One TDI manufacturer said: “It is a turning point in February, we are not satisfied with the increase, it is only marginally covering the cost-increase, but after months of dropping prices, they are now moving upwards. It is symbolic.”
Producers said they had secured hikes of €20-90/tonne ($27-123/tonne) in February, although buyers reported a mix of rollovers to increases of €20-50/tonne, with average rises pegged between €20-30/tonne.
TDI contract prices in February were assessed between €1,940-1,990/tonne FD (free delivered) NWE (northwest Europe). This represented an increase of €20-30/tonne from January. Rollovers were largely incorporated within the range.
Numbers either side of the spread were also heard in a few cases, but there was insufficient market confirmation to substantiate this.
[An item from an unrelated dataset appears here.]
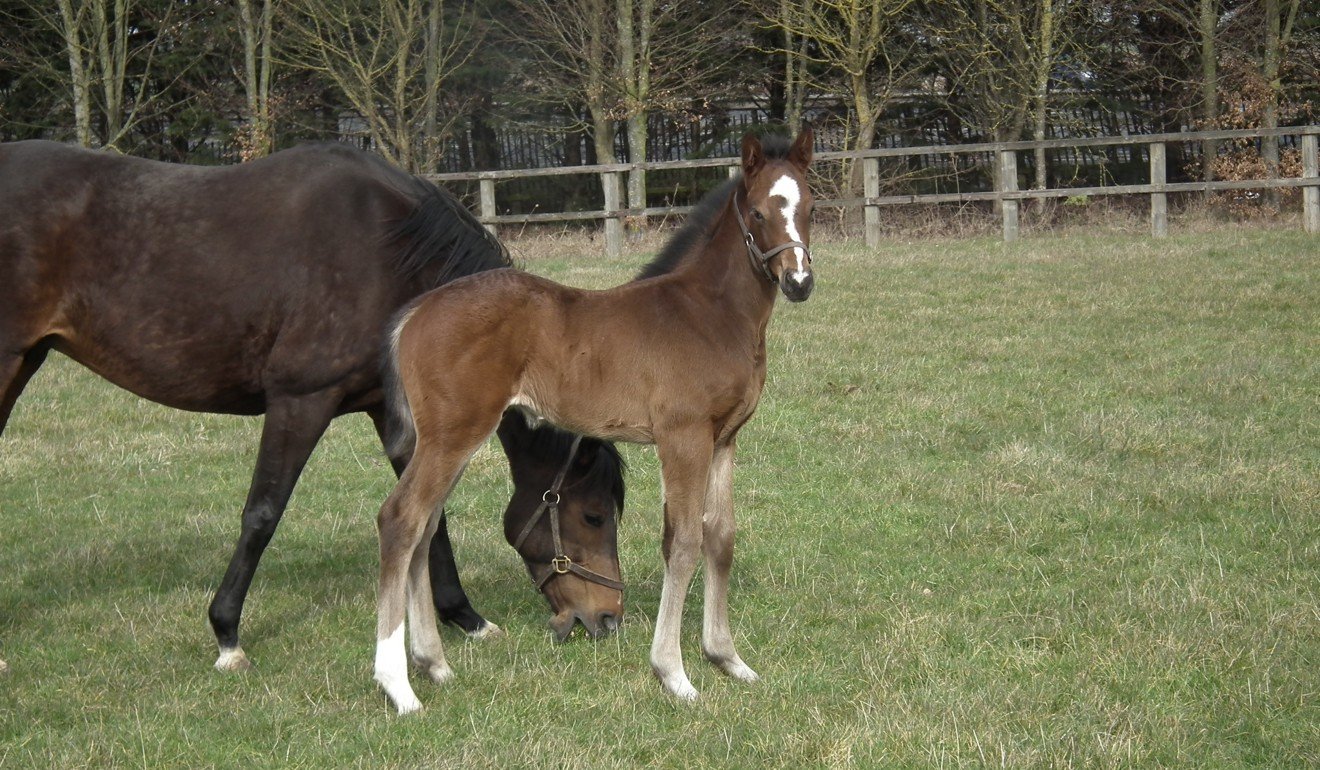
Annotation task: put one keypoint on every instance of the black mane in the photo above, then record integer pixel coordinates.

Demand was reasonable-to-good, depending on source. Supply was generally sufficient, although sellers suggested a tightening tendency on the back of healthy demand and a spate of planned and unplanned outages.
Looking to March, producers were already gearing up for further increases, based on the ongoing need to restore profitability.
One seller stressed that it would need to recover at least €200/tonne in total by the end of the first quarter, in order to recoup the losses incurred since December 2010.
Buying sources were also aware that the cost pressure, along with plant maintenances for a number of players in the next few months, could give rise to increases for TDI in March.
However, one customer was also mindful that it could be a limited window, given the new TDI capacity, expected onstream in Europe by mid this year.
Borsodchem’s 90,000 tonne/year TDI plant 1 at Kazincbarcika, in Hungary, was expected to undergo routine maintenance in the second half of February for approximately one week. The company’s TDI unit 2 was scheduled to come onstream by mid 2011, with a gradual ramp-up expected during the second part of the year.
Perstorp’s TDI facility at Pont-de-Claix, in France was likely to go down for planned maintenance at the end of the first quarter for approximately one week.
The company has recently lifted the force majeure (FM) on its TDI supplies at the site, after resuming normal operating rates, although stocks remained low. The nameplate capacity for TDI at the site was pegged at 126,000 tonnes/year, according to Perstorp.
There was also market speculation that BASF’s 80,000 tonne/year TDI facility at Schwarzheide, in Germany was likely to enter into a maintenance turnaround in the next few months. However, the company was unavailabe for comment.